14. The composition for use according to claim 13, wherein the cognitive function is selected from the group consisting of perception, memory, attention, speech comprehension, speech production, reading comprehension, image creation, learning, reasoning, and combinations thereof.

15. The composition for use according to any one of claims 1 to 14, wherein the effective amount of mint concentrate is administered with a composition further comprising calcium.

16. The composition for use according to any one of claims 1 to 15, wherein the individual is a middle-aged or elderly person, an elderly person, or an ICU patient.

17. A unit dosage form comprising a mint concentrate for use in an effective amount for at least one of the following: (i) treatment of mitochondrial-related diseases or conditions associated with altered mitochondrial function, reduction of their incidence, or reduction of their severity, and / or (ii) improvement of physiological conditions associated with metabolic fatigue in one or more cells, and / or (iii) increase of mitochondrial energy and mitochondrial calcium uptake in one or more cells, and / or (iv) treatment or prevention of calcium deficiency / depletion disorders, and / or (v) increase of metabolic rate, and / or (vi) improvement or maintenance of cognitive function, and / or (vii) improvement or maintenance of mitochondrial function, The aforementioned mint concentrate, a) A step of suspending mint material in an aqueous liquid to form a mint material suspension, b) A step of blending the mint material suspension to obtain a mint material slurry, c) A step of applying physical means to the mint material slurry to separate and obtain a mint concentrate, d) Optionally, a step of drying the mint concentrate, A unit dosage form that can be obtained or is obtained by a method including the following.

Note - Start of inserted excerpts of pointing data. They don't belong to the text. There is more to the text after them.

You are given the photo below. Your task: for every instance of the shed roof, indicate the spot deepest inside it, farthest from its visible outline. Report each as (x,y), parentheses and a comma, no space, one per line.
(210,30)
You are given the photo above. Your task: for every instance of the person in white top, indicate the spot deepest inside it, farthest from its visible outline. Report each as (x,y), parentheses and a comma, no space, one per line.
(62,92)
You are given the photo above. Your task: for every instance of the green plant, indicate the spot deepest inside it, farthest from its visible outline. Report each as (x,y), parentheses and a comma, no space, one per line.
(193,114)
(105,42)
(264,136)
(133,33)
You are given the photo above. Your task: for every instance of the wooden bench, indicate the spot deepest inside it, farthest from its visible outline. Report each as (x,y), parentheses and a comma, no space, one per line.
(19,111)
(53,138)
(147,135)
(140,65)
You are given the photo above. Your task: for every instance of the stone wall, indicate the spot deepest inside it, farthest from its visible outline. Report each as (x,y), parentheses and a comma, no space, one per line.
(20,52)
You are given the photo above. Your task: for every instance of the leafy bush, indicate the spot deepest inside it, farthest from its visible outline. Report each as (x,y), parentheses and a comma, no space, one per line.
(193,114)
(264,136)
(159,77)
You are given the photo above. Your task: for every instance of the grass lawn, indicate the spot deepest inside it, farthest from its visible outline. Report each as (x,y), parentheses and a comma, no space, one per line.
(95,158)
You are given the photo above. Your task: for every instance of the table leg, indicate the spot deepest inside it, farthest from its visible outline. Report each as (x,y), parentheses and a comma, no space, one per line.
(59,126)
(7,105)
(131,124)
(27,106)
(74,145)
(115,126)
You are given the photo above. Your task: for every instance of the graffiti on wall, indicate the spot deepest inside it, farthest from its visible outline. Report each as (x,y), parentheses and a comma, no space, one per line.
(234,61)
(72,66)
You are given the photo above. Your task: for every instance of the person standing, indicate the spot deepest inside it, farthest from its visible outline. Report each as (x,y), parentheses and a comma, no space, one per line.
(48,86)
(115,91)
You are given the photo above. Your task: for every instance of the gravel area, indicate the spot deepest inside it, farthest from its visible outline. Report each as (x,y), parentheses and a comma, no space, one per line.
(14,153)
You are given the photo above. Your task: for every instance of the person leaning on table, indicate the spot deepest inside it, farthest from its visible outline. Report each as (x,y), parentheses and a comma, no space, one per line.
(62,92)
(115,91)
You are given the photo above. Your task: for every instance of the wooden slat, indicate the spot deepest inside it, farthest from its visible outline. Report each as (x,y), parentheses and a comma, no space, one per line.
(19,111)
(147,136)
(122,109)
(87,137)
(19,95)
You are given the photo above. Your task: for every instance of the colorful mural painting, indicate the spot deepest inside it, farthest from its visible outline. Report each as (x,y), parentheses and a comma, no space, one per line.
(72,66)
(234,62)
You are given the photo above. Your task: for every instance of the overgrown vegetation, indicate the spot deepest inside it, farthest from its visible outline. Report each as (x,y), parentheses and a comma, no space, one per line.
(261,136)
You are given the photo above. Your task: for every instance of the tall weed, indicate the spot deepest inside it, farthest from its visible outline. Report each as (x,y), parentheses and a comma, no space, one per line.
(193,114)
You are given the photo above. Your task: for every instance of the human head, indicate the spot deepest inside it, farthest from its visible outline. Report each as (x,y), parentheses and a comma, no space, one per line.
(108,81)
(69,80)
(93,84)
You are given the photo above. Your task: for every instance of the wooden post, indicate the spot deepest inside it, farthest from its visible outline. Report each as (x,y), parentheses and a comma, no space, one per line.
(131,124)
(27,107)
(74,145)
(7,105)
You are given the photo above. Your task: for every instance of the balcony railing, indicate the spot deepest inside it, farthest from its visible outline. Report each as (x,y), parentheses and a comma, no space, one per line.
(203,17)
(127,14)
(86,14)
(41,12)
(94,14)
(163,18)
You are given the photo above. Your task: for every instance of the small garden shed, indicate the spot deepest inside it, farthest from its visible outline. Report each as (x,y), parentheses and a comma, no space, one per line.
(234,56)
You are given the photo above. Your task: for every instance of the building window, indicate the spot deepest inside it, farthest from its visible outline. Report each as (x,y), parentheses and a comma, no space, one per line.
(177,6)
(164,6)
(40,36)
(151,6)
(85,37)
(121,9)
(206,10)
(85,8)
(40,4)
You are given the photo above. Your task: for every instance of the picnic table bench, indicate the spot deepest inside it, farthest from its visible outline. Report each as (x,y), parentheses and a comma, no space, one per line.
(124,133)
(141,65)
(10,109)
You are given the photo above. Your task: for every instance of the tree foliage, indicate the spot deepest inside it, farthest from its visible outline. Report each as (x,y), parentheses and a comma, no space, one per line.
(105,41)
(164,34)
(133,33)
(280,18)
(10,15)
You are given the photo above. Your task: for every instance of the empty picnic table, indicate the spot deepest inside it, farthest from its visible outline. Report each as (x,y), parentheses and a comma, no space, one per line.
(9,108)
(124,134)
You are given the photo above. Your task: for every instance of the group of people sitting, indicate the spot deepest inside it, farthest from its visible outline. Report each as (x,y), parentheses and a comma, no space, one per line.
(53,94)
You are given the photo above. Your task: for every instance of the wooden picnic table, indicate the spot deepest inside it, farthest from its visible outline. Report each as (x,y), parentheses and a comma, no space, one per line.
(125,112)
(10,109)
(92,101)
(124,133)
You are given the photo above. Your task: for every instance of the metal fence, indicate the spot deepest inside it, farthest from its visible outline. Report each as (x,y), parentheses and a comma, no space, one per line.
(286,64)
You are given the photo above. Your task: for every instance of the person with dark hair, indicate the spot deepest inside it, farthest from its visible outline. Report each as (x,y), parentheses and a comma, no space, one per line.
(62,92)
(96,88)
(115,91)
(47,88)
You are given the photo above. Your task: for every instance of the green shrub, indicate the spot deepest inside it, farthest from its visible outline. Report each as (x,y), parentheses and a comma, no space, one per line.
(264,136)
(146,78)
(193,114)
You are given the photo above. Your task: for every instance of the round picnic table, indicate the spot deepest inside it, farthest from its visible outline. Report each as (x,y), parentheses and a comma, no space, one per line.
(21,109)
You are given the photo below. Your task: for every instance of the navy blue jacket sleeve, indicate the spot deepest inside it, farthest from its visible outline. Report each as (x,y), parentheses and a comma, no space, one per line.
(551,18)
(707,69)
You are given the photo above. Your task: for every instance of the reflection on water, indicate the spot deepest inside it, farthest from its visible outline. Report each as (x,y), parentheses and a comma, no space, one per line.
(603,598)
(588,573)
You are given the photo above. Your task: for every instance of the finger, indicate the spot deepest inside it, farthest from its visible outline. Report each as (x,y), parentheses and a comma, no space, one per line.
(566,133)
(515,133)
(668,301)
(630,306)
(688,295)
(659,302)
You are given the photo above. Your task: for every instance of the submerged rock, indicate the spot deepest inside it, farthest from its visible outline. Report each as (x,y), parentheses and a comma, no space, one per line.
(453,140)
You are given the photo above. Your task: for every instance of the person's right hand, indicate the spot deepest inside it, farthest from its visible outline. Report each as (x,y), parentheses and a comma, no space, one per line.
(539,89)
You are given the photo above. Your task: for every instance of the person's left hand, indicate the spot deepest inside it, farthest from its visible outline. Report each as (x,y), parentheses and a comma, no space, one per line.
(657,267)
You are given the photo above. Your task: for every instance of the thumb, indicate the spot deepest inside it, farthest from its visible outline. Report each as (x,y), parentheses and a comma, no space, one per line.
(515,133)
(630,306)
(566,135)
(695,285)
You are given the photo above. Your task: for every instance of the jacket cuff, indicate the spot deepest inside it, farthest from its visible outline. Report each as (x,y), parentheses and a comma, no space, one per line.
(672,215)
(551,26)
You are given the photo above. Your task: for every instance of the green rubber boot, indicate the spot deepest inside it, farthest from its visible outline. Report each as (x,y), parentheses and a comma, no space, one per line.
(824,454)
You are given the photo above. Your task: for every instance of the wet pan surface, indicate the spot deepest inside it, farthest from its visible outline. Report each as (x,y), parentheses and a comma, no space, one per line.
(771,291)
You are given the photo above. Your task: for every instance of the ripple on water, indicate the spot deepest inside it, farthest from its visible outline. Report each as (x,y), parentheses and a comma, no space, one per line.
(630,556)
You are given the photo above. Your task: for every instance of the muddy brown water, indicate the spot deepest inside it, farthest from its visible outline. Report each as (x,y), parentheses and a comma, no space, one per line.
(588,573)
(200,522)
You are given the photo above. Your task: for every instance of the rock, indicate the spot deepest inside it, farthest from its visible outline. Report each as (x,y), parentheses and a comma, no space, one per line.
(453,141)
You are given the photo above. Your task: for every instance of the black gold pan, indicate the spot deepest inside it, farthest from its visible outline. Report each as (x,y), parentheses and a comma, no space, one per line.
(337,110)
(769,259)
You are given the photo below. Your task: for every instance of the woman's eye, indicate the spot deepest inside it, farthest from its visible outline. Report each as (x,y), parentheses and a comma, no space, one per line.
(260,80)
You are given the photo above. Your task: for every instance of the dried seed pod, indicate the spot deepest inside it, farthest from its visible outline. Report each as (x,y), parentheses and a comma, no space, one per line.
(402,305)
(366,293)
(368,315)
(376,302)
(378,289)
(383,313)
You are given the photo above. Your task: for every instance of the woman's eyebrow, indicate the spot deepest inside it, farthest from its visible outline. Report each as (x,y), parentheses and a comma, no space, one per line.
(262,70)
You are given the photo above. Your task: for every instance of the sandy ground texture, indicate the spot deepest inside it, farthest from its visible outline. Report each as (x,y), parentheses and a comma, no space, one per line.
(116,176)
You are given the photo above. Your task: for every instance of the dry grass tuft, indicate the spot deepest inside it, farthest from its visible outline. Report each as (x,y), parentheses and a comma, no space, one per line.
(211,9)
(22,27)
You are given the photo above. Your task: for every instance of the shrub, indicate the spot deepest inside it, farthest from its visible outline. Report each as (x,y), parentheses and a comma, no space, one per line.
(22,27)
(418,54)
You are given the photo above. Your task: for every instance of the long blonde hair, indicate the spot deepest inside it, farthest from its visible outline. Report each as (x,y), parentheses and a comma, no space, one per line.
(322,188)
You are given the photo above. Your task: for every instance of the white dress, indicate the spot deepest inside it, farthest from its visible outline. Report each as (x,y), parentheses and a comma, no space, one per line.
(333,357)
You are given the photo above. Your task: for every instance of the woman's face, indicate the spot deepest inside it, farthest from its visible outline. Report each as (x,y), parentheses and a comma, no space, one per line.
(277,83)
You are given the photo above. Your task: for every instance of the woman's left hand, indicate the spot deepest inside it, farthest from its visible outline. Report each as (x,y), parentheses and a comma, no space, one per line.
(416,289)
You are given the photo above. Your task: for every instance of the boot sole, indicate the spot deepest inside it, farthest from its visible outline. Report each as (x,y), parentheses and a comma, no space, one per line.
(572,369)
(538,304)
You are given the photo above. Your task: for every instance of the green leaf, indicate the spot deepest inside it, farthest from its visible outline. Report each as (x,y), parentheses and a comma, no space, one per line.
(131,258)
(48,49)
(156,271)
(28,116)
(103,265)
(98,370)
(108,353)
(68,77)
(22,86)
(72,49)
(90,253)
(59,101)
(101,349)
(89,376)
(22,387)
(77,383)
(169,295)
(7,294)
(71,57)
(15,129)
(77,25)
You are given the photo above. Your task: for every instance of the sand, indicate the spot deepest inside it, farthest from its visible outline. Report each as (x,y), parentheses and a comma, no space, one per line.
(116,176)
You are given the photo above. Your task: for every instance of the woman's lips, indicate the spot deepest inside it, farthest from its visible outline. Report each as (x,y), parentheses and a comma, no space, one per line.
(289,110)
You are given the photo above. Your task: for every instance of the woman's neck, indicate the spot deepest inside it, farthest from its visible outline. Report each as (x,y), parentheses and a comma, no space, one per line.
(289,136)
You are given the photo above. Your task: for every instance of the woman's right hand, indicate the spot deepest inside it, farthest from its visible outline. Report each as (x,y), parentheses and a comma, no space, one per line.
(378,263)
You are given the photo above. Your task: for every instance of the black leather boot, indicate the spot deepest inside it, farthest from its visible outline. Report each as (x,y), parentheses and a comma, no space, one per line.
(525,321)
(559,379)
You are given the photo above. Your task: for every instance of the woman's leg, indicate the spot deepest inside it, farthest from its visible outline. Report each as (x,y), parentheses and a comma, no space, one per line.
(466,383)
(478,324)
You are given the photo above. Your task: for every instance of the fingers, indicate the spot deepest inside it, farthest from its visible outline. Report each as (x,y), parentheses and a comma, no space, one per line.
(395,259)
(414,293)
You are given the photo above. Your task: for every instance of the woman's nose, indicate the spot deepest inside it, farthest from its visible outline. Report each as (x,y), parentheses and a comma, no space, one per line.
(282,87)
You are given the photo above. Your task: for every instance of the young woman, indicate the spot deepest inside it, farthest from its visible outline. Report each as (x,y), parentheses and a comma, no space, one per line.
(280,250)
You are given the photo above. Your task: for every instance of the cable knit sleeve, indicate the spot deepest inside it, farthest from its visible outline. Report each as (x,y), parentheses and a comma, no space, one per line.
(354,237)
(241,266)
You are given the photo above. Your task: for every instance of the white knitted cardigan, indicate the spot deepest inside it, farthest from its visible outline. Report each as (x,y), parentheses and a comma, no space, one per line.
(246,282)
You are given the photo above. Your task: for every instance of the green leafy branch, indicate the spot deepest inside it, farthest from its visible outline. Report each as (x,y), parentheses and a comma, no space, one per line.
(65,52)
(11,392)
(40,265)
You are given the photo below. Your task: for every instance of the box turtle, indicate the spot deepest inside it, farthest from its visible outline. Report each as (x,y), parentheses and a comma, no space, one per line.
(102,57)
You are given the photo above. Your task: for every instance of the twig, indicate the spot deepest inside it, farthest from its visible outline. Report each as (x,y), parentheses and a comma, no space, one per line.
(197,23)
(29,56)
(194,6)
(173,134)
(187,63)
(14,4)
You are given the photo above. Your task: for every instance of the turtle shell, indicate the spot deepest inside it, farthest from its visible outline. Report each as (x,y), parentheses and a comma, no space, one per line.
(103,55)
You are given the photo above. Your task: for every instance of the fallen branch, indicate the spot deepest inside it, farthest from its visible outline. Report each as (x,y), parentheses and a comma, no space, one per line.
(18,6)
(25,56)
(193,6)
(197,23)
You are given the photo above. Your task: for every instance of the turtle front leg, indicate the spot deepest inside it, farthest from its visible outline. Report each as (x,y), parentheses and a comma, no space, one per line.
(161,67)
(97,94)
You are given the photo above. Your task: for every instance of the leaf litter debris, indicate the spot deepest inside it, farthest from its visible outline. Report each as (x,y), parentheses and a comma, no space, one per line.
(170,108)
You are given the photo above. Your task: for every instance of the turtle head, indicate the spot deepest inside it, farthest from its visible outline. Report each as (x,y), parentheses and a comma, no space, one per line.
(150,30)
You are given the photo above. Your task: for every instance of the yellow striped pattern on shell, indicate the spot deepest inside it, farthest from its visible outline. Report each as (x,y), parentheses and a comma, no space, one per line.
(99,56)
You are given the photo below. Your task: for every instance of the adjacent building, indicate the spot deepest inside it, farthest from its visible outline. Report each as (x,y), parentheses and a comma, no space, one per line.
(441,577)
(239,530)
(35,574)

18. The unit dosage form according to claim 17, wherein the physiological state associated with metabolic fatigue includes muscle fatigue, muscle weakness, lack of vitality, decreased or deficient energy, in particular deficient physical energy.

19. A composition for use according to any one of claims 1 to 16, or a unit dosage form according to claim 17 or 18, wherein the mint concentrate is a peppermint concentrate, and the mint material comprises or consists of a peppermint material.